Provisional guidance on the role of specific antibiotics in the management of Mycobacterium ulcerans disease (Buruli ulcer)
Buruli ulcer, a disease caused by Mycobacterium ulcerans, is largely a problem of the poor in remote rural areas and, since 1980 has emerged as an important cause of human suffering. After tuberculosis (TB) and leprosy, Buruli ulcer is the third most common mycobacterial disease. In May 2004, the Fiftyseventh World Health Assembly adopted a resolution on Buruli ulcer which called for intensified research to develop tools to diagnose, treat and prevent the disease (1).
MacCallum et al. were the first to describe M. ulcerans in Australia in 1948 (2). The term Buruli ulcer came from Buruli county in Uganda where large numbers of cases were described in the 1960s (3). The condition has been reported or suspected in more than 30 countries worldwide, mainly in tropical and subtropical regions, and the numbers of reported cases are growing. Africa is the worst affected region (4). Other important foci are in Australia (5, 6), French Guiana (7) and Papua New Guinea (8, 9).
More than 50% of those affected are children under the age of 15 years who live in remote rural areas and have little or no access to health services (10, 11). About 90% of patients in Africa present too late, with extensive lesions that cause severe disabilities (12). Mortality is low but disability is high: a recent study estimated that 66% of those with healed lesions have disabilities (13). The median age of this group was 12 years.

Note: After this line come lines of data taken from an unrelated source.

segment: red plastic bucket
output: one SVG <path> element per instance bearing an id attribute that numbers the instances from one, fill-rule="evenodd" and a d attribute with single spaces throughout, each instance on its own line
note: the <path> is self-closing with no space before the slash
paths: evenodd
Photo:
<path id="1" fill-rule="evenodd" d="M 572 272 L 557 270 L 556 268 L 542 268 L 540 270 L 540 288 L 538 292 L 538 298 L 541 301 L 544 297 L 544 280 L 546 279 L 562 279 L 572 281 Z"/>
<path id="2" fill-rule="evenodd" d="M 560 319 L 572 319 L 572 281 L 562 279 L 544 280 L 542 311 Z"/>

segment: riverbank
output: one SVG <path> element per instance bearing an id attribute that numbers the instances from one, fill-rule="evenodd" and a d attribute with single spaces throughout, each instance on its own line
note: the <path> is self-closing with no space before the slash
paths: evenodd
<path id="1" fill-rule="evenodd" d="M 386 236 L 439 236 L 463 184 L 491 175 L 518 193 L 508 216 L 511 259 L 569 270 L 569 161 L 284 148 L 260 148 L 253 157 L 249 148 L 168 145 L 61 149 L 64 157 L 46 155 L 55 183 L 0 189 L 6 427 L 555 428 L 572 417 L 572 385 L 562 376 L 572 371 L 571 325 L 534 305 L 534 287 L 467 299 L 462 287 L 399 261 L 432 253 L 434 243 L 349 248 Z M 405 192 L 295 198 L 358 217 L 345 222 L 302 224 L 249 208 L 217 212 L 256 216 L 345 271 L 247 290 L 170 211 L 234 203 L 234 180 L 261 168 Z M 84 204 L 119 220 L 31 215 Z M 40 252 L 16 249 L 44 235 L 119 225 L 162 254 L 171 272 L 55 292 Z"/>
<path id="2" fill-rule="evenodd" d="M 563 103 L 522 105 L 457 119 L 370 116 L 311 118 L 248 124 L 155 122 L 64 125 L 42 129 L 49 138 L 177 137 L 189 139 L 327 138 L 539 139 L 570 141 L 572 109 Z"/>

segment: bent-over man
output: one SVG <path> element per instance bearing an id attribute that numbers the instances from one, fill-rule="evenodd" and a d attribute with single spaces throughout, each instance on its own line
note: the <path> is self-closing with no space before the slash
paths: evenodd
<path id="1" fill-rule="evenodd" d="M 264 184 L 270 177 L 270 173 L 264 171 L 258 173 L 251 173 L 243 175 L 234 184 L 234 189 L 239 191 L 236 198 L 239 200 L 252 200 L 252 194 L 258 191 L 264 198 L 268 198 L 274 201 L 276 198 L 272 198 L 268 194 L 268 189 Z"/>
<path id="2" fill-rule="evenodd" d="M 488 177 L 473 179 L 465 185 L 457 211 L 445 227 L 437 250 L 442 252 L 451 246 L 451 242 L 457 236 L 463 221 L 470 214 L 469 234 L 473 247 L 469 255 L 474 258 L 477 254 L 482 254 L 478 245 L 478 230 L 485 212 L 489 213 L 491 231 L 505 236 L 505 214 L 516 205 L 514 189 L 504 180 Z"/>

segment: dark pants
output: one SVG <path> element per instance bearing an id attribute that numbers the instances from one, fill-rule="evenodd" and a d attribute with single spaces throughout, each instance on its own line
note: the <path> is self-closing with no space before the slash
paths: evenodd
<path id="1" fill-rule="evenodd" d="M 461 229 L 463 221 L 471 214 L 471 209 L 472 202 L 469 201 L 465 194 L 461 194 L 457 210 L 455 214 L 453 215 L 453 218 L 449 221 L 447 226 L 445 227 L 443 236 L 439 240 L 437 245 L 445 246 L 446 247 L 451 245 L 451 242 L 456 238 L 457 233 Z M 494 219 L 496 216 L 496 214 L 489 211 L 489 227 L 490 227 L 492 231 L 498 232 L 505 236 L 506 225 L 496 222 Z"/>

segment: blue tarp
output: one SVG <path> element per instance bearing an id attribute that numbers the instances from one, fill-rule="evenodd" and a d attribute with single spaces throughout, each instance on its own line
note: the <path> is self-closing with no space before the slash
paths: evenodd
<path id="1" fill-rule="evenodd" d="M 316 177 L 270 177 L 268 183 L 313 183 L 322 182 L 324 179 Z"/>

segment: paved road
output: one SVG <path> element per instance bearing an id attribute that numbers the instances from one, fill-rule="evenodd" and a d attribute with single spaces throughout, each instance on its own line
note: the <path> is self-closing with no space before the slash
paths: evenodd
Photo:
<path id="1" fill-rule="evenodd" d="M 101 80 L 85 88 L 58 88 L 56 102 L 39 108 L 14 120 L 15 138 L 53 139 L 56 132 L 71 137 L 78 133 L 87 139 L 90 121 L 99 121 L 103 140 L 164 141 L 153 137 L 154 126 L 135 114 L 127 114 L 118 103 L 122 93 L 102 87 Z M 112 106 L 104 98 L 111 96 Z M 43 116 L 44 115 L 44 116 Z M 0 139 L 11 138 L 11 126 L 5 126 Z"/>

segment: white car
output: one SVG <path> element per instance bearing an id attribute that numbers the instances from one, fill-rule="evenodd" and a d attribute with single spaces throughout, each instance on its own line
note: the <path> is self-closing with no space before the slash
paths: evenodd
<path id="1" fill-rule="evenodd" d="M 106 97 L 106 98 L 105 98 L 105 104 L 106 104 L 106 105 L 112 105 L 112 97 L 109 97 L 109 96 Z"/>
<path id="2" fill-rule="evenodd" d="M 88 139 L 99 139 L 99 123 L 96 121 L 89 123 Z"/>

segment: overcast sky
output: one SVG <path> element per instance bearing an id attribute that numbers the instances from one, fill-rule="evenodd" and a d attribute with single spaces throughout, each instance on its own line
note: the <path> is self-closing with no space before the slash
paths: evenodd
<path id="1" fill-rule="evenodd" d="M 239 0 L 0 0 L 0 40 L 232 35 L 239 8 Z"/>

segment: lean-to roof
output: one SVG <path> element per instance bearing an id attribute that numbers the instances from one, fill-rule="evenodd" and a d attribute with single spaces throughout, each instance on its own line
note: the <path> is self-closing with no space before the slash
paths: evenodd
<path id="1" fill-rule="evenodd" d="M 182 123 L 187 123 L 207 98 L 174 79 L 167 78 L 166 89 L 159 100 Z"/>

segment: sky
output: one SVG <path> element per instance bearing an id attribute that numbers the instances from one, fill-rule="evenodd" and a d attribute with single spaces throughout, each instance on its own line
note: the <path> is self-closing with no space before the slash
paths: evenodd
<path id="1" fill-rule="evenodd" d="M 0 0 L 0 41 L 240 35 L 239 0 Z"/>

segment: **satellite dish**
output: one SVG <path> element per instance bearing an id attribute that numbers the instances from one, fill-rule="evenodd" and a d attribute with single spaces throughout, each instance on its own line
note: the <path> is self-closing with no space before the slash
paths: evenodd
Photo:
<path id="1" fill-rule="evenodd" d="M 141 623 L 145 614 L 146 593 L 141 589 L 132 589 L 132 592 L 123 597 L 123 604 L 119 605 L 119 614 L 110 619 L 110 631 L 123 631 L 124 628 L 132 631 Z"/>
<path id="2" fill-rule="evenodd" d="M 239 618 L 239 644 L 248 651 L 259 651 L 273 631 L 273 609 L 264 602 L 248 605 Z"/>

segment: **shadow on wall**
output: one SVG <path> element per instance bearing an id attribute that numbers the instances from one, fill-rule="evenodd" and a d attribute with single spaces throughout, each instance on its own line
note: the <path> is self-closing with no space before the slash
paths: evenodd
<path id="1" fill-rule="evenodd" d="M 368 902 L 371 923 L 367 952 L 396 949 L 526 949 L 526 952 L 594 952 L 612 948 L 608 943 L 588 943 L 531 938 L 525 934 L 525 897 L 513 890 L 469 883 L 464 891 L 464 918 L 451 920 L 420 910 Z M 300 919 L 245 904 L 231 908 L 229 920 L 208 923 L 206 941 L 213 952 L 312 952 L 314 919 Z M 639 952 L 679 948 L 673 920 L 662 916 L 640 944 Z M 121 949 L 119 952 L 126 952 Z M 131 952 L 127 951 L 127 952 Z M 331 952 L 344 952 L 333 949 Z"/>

Until recently, surgery often involving extensive excision, with or without skin grafting, was the only available treatment. However, because of inadequate surgical capacities in most affected areas of endemic developing countries, access to surgery has been very limited; moreover, where such capacities are available, the cost of surgery is far beyond the means of most of those severely affected (10). In addition, because of the need for prolonged hospitalization – averaging at least three months – limited bed capacity in hospitals where surgical treatment is possible further reduces the number of patients who can be admitted and treated. Recurrence rates after surgical treatment are variable and depend upon the experience of the doctor and the severity of the disease. In a one-year follow-up after excision of small early lesions in the Amansie West district of Ghana, Amofah et al. (14) estimated a 16% recurrence rate. Others have reported recurrence rates of 28%, mainly among late severe cases (11, 15).
Recurrences cause additional human suffering, inflate treatment costs and often frustrate successful management of the disease (16). In view of these difficulties, the need to develop drug treatment has been one of the major research priorities of the World Health Organization (WHO) since the establishment of the Buruli Ulcer Initiative in 1998 (17, 18).